- Born: 21 September 1949 Tartu, then occupied part of Estonian SSR, Soviet Union
- Died: 4 February 2001 (aged 51) Ruila, Harju County, Estonia
- Resting place: Tallinn Forest Cemetery
- Occupations: Composer; Educator;
- Notable work: Põhjaneitsi
- Spouse: Leelo Tungal
- Children: Maarja Kangro, Kirke Kangro, Anna-Magdaleena Kangro

= Raimo Kangro =

Estonian composer (1949–2001)

Raimo Kangro (21 September 1949 – 4 February 2001) was an Estonian composer best known for his instrumental works and operas.

==Biography==
Raimo Kangro was born on 21 September 1949 in Tartu. In 1968, he graduated in composition from the Tallinn State Conservatory (now the Estonian Academy of Music and Theatre).

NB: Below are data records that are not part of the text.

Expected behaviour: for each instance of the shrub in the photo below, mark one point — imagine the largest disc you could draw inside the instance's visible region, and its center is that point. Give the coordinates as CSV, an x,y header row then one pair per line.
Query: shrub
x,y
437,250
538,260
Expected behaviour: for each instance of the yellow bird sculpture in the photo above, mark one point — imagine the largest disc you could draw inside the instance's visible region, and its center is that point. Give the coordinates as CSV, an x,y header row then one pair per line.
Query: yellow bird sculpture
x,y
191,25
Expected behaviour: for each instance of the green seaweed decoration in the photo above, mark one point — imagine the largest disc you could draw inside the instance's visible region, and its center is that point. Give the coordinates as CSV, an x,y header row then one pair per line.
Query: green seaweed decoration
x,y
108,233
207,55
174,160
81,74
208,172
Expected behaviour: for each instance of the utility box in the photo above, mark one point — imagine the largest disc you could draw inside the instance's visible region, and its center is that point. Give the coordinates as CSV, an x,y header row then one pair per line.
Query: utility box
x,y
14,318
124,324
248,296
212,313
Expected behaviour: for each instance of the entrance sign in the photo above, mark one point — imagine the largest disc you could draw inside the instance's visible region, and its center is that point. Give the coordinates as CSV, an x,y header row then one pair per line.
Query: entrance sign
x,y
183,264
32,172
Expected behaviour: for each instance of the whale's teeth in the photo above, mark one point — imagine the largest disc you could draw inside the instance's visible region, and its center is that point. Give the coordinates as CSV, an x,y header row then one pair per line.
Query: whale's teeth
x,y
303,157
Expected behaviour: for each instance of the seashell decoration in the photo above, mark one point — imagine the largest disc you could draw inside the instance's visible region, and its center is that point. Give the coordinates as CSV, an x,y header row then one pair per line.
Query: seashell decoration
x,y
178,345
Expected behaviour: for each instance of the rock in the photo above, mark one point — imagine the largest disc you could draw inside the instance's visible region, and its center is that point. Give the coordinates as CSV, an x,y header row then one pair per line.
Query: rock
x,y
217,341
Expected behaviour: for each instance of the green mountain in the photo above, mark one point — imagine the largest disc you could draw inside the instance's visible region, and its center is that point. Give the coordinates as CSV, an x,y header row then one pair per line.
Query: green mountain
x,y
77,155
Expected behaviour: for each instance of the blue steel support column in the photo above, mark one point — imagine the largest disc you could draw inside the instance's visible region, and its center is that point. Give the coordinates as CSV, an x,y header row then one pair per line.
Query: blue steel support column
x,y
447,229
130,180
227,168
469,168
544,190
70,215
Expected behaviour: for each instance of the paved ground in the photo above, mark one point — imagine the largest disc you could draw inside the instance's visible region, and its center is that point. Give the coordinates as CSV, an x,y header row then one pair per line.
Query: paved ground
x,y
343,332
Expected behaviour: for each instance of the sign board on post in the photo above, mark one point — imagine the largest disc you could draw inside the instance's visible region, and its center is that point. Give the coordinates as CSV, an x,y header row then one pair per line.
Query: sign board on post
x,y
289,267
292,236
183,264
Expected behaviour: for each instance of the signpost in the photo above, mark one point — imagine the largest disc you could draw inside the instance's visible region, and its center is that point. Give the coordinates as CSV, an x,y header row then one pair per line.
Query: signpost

From 1989 until his death in 2001, Kangro taught composition at the Estonian Academy of Music and Theatre. Between 1993 and 2000, he served as the director of the Estonian Music Foundation. He became a member of the Estonian Composers' Union in 1973.

He died on 4 February 2001 in Ruila, Harju County, and was buried at Tallinn Forest Cemetery (Metsakalmistu).

==Personal life==
Kangro was married to Estonian poet and author Leelo Tungal. They had three daughters: artist Kirke Kangro, writer Maarja Kangro, and Anna-Magdaleena Kangro.